Quando mia madre mi disse singhiozzando al telefono che era successa una tragedia, pensai che mio nonno a 96 anni aveva deciso di lasciarci.

Ma non era il nonno ad essersene andato. Nè mio padre. Nel pianto straziato cercavo nella mia mente il protagonista che arrecava tanta disperazione, e quando mia madre pronunciò il nome del mio unico fratello sentii un vuoto partire dai polmoni e perdersi sotto i miei piedi all’infinito.

Ero in Spagna. Madrid. Città splendida che mi ospitava ormai da otto mesi. Ero una dei tanti studenti Erasmus; tanti sogni nel cassetto che si sarebbero realizzati a breve almeno in parte; lunghe mattinate passate all’Università a seguire i corsi della Facoltà di Architettura, pomeriggi tra casa e un impiego presso una multinazionale, serate di movida alle quali partecipavo con trasporto ed energia, un’energia che mi era totalmente sconosciuta prima del mio arrivo in terra ispanica; un ragazzo che aspettava il mio ritorno in Italia, al termine della borsa di studio, con il quale c’era il progetto di una convivenza che sarebbe iniziata con il mio ritorno.

 

Quella telefonata fu un colpo di vento ghiacciato che gelò tutto: progetti, sogni, aspettative, quotidianità.

Rientrata in Italia passai un lungo periodo vestale dei miei genitori, con il terrore costante che tanto dolore potesse sgretolare inesorabilmente non solo le loro anime ma anche le loro vite. Finchè un giorno non mi sono ripresa la mia.

Priorità su tutto: il tempo. Perchè prima di allora, prima di quel vento freddo, io la “dinamica tempo” non l’avevo mai valutata.

cambiare vita

Lascio la Facoltà di Architettura, con la consapevolezza che, anche se laureata, difficilmente avrei potuto esercitare la professione di architetto. Ma non tralascio i miei interessi per l’arte e mi iscrivo alla Facoltà di Lettere con indirizzo storia dell’Arte.

Trovo anche il tempo di studiare per altro e partecipo ad un concorso pubblico il cui buon esito mi da l’opportunità di rendermi indipendente dai miei.

Corro su tutto. Dal risveglio fino a sera. Programmo su tutto. Dalla gestione della casa a quella del lavoro d’ufficio. Niente lasciato al caso, nessuna sorpresa. Come se non volessi farmi “fregare” di nuovo dal destino.

Poi una mattina si risveglia un desiderio lasciato al buio in un angolo per anni: percorrere il Cammino di Santiago.
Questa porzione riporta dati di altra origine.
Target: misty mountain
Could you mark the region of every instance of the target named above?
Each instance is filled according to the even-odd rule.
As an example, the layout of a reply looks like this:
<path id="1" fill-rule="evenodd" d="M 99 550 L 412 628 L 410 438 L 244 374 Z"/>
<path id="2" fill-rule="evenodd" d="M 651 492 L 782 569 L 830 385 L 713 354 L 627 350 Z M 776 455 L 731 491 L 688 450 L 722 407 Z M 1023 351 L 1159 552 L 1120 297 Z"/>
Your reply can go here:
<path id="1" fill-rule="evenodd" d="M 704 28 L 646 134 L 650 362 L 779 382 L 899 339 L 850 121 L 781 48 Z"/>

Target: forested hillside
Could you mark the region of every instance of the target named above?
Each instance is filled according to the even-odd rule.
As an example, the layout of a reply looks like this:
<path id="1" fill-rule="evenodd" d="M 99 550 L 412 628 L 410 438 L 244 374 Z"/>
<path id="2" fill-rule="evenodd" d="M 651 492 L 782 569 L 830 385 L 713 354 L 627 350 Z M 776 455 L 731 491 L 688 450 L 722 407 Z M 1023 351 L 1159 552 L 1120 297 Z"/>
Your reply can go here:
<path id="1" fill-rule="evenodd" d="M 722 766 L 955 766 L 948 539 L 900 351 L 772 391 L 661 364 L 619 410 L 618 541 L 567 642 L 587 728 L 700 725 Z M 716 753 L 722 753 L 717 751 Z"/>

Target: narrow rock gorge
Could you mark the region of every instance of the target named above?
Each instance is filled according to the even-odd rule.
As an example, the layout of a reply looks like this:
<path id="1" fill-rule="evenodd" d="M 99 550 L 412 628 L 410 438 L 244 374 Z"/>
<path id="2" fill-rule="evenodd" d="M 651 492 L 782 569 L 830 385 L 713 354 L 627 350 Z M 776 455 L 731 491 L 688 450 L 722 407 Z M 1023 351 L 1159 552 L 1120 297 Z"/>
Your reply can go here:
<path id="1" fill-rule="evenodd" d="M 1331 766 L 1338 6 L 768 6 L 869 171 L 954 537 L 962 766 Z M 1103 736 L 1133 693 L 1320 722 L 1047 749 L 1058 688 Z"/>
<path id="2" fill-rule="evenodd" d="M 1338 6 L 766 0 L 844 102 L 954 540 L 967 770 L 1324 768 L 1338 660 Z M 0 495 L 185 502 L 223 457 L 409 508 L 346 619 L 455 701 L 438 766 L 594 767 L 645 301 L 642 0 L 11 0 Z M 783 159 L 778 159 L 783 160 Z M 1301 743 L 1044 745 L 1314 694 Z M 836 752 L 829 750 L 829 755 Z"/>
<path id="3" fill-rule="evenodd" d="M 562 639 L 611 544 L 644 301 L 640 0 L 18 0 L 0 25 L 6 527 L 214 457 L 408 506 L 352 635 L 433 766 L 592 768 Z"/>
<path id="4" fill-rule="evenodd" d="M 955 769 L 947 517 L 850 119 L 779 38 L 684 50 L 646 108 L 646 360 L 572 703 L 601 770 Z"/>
Era come un non risolto, qualcosa lasciato in sospeso con il mio soggiorno spagnolo, che sentivo di riprendermi.

I miei piedi hanno percorso 750 km in poco meno di un mese. Ho camminato con il sole e con il vento, con la pioggia e con il caldo. Sentieri di solitudine dove solo non sei mai. Ho imparato che c’è un tempo per correre e uno per aspettare.

Ho imparato che si può ascoltare anche se intorno a te regna il silenzio. Ho imparato che  il tempo è una convenzione che si nutre dei nostri sogni e delle nostre aspettative, siamo noi a regolarlo senza che ne conosciamo i meccanismi. Ho imparato a calmare le mie tempeste, a placare i miei uragani, ad addolcire i miei pensieri.

Sono tornata alla mia quotidianeità con uno zaino leggero.

Marina Carta tempeste

In pochi mesi è nato il mio primo figlio, mi sono laureata, sono stata investita di un ruolo nell’ente in cui opero, che mi soddisfa e mi gratifica. Ho cambito l’ordine nella mia scala di valori. Cosa che molti credevano improbabile per me.

Stacanovista sfegatata, mi sono congedata temporaneamente dal mio lavoro e ora mi godo i miei gnomi totalmente. Non ci credo neanche io!

Marina Carta nata a Roma il 7/10/1971, funzionario in aspettativa, attualmente vivo a Berna, in Svizzera.